So, regardless of whether or not there is continued net immigration, the population is going to soar. That means lots of houses, and schools, and hospitals, and shopping centres, and roads and so on. Talk about pressure on infrastructure, you’ve seen nothing yet. So, despite what David McWilliams, Morgan Kelly, various environmentalists and Property Pinheads may wish, Ireland’s construction industry has a very bright future once the current recession is over. The real question, which those in government should be discussing, is whether or not it should be run down to virtually nothing in the next couple of years to eliminate any overhang and then have to be restored quickly to its former level after that, or whether it should now be stabilised at its current relatively low level for a few years before the population growth referred to necessitates a resumption in its growth.

@Brain Lucey, re hr@nama.ie

The current public sector hiring embargo makes an strong argument against you applying for the job.

Obviously, if you were to apply for the job you would get it, so perhaps I can appeal to the economist in you by saying that the net employment effect of your career change would be zero. If one of us poor private sector schmucks gets the job on the other hand, the employment effect would be +1, or an ∞% increase on the employment effect of this post being filled.

@John
While we have disagreed before I find myself agreeing with you now. We do need to find some way of managing the effects of the stop/start boom/bust cycle. I used to work for 2 PLCs working in the building supplies sector. They not surprisingly took a very close interest in the house building side.

80,000 houses were too many, 15000-20000 too few. I seem to remember a figure of 40,000 as being about right for the population growth and need for replacement stock.

Of course what the government should have done is dampen down the bubble a couple of years ago (instead they fuelled it) and then when things got quiet add a bit of fuel to the fire.

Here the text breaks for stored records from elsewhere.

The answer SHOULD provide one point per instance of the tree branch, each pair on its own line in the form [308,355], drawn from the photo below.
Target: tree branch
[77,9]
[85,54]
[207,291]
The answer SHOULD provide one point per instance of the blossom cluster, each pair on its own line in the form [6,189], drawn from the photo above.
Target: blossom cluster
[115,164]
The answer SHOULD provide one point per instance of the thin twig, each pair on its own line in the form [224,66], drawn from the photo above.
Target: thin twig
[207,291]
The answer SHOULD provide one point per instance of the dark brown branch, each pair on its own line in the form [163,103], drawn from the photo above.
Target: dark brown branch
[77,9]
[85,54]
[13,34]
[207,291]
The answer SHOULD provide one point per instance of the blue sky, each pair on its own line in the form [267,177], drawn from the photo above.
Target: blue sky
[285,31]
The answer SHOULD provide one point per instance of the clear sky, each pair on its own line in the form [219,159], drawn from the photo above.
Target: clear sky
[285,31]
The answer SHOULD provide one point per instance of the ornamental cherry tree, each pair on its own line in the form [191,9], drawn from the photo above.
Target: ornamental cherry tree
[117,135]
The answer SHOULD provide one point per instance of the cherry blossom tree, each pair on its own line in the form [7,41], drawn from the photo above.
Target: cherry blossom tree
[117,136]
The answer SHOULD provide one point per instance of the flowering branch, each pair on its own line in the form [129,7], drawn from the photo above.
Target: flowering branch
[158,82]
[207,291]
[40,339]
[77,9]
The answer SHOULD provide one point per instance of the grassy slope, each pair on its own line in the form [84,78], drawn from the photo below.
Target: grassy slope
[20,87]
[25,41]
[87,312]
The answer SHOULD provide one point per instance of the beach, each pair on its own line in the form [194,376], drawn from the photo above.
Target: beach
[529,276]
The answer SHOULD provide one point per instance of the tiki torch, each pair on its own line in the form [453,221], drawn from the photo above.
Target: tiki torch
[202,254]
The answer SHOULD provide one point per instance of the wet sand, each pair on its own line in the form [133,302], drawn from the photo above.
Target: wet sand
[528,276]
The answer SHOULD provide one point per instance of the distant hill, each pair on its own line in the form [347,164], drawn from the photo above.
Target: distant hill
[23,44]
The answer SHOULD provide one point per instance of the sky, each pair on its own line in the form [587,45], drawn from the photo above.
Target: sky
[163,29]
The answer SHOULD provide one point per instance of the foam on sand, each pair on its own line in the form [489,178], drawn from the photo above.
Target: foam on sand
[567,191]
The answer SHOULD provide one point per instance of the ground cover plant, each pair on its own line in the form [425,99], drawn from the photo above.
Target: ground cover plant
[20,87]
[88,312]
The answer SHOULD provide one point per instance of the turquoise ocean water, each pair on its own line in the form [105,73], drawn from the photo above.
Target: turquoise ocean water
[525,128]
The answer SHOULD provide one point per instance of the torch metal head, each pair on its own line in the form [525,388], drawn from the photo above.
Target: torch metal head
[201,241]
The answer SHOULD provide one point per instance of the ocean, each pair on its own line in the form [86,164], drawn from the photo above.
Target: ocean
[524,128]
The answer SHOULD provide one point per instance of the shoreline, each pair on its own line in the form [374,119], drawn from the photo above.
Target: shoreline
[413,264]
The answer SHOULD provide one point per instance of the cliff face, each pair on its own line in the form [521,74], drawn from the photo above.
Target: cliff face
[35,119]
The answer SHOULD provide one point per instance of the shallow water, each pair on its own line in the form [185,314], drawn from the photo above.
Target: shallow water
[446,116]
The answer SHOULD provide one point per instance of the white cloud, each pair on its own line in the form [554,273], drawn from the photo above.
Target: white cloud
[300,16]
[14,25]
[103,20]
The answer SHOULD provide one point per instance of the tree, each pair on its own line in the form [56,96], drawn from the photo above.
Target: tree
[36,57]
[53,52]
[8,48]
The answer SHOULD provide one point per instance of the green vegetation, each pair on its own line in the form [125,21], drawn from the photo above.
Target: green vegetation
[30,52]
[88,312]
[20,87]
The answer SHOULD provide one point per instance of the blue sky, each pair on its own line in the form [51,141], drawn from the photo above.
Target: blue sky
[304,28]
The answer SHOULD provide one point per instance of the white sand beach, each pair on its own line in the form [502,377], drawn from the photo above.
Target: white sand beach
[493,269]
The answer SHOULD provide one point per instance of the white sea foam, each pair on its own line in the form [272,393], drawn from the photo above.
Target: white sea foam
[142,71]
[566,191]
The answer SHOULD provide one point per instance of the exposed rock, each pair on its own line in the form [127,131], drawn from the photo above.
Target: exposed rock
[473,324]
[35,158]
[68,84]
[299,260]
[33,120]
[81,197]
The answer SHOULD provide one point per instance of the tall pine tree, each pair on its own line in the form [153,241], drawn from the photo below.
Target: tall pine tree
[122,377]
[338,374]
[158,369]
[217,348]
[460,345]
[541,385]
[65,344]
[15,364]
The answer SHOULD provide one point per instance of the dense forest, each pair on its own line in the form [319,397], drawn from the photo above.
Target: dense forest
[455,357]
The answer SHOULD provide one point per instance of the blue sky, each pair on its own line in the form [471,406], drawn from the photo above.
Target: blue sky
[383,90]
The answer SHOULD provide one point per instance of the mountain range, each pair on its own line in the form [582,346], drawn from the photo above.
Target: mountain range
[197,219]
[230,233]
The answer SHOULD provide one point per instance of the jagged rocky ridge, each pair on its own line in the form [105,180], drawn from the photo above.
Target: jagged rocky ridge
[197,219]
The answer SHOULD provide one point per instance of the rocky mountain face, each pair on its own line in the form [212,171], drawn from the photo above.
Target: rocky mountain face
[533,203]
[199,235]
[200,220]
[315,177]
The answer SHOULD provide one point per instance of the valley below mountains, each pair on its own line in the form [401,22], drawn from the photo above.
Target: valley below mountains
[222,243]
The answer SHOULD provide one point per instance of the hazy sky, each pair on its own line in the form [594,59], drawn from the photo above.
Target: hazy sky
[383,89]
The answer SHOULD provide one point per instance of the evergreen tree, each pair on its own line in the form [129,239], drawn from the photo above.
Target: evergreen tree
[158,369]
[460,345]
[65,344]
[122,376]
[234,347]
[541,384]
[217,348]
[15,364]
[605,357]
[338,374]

There should be an increase in activity when people believe the bottom has come in terms of prices. Anyone’s guess when that will be but it will presumably happen when renting and mortgage costs tip in favour of mortgage costs. I’m sure the economists who contribute have some brilliant model in relation to this.

@Mark
If we want people to live in higher density housing i.e apartments, then we’re going to have to look at the European model and make them more attractive to families – i.e bigger, with green space and facilities close by. The apartments built in the Sandyford are an appalling example of how to do it. Big blocks of apartments and little else.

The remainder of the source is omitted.